Buyer TipsReal Estate Stats and TrendsSeller Tips March 6, 2014

How Rising Rates Affect Home Affordability

Happy almost spring! As far as I’m concerned, it can’t come soon enough! In this post, I thought I would talk a little about mortgage interest rates and how, as rates rise, affordability decreases. Rates for a 30 year fixed mortgage are currently hovering around 4.32%. In the first quarter of 2013, the same 30 year fixed rate averaged 3.5%. According to the Mortgage Bankers Association, rates are projected to be about 5.2% by next spring. Fannie Mae and Freddie Mac forecasts are also in that range at 5.0% and 5.3%, respectively. If you are thinking about making a move and can’t decide whether to do it this year or next, let’s look at an example of house payments with the different rates.

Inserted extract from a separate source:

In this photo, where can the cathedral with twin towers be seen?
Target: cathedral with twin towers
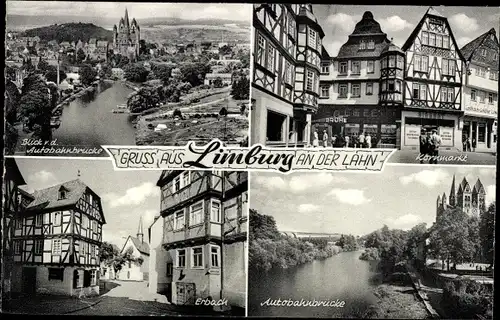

A $400,000 loan last year at 3.5% would have equaled a monthly principle and interest payment of $1,796. That same $400K loan right now would be $188 more per month at $1,984. A year from now, if the projections hold, that same payment at 5.2% will be $2,196 per month, which is $212 per month more than right now. In other words, it will cost you $2,544 more per year if you wait until next year, and that equals $76,320 over the life of the loan, if you hold it the full 30 years. And to put icing on the cake, the price of homes between now and the spring of 2015 are projected to increase 3.8%-5.6% as well, thus further decreasing your purchasing power.

First and foremost, it is most important to make a move when the timing is right for you and your family. But if the timing isn’t as critical, you may want to consider making that move sooner than later if you will be financing the purchase with a mortgage.